In an exclusive interaction with Team StitchWorld, Dr. Prabir Jana and Dr. Deepak Panghal explain the technology that has undergone in the development of 3D printer. Following are the excerpts:
SW: What is the relevance of 3D printing in apparel industry? How will 3D printing of machine parts or attachments be helpful in apparel manufacturing?
Deepak Panghal: 3D printing is becoming popular day-by-day because of its capability to produce customized products in lesser manufacturing time, zero by-product and most importantly, manufacturing goods at the point of consumption. Although manufacturing goods at the point of consumption gives unprecedented level of postponement of conversion possibility as well as zero transportation cost; however, most of the efforts towards 3D printing of machine parts are currently being taken up by machine manufacturers and not by machine users (exception being International Space Station). However, no research work is reported till date on 3D printing of sewing machine’s spare parts and attachments either by sewing machine manufacturers or by garment manufacturers.
SW: What are the different 3D printing techniques available? How does the whole process of 3D printing take place?
Deepak Panghal: There are various 3D printing techniques: Stereolithography (SLA), Digital Light Processing (DLP), Fused Deposition Modeling (FDM), Selective Laser Sintering (SLS), Selective Laser Melting (SLM), Electronic Beam Melting (EBM), and Laminated Object Manufacturing (LOM).
SLS is one such technique that uses laser as a power source to form solid 3D objects. Unlike some other additive manufacturing processes, such as SLA and FDM, SLS doesn’t need to use any support structures as the object being printed is constantly surrounded by unsintered powder.
Most printing techniques require Computer Aided Design (CAD) file to process the object which contains information about dimensional representation of an object. CAD file must be converted into a format that a printing machine can understand. There is Standard Tessellation Language (STL) format which is commonly used for SLA as well as for other additive manufacturing processes. The whole process includes subsequent layer-by-layer printing. Hence, STL file that printing machines use should have the information for each layer.

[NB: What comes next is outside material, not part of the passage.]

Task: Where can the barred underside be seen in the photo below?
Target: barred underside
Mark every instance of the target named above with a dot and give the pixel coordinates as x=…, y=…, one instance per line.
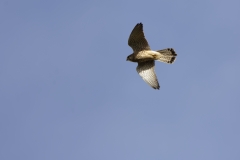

SW: Which 3D printing technique have you used in this project on ‘3D printing of machine parts’?
Prabir Jana: The project currently uses FDM technique of printing using ABS as well as PLA (PolyLactic Acid) material. PLA is a biopolymer, i.e., a biodegradable plastic. It is made from renewable raw materials such as corn starch or sugarcane, which gives it an additional recyclability option in future. FDM printing was selected due to cost and ease of operability.
SW: What process do you follow for the 3D printing of machine parts or attachments?
Prabir Jana: The machine parts or attachments are carefully studied and redesigned, keeping the functionality same as those of the original components. The designing of component takes place using Auto CAD software and the file is then converted into Standard Tessellation Language (STL) format that any 3D printing machine can understand. The re-designing of component is the most crucial part of the whole concept so that the part can be printed using FDM technology, possess the same functionality, strong enough to run on industrial applications and most importantly, be quick enough to print.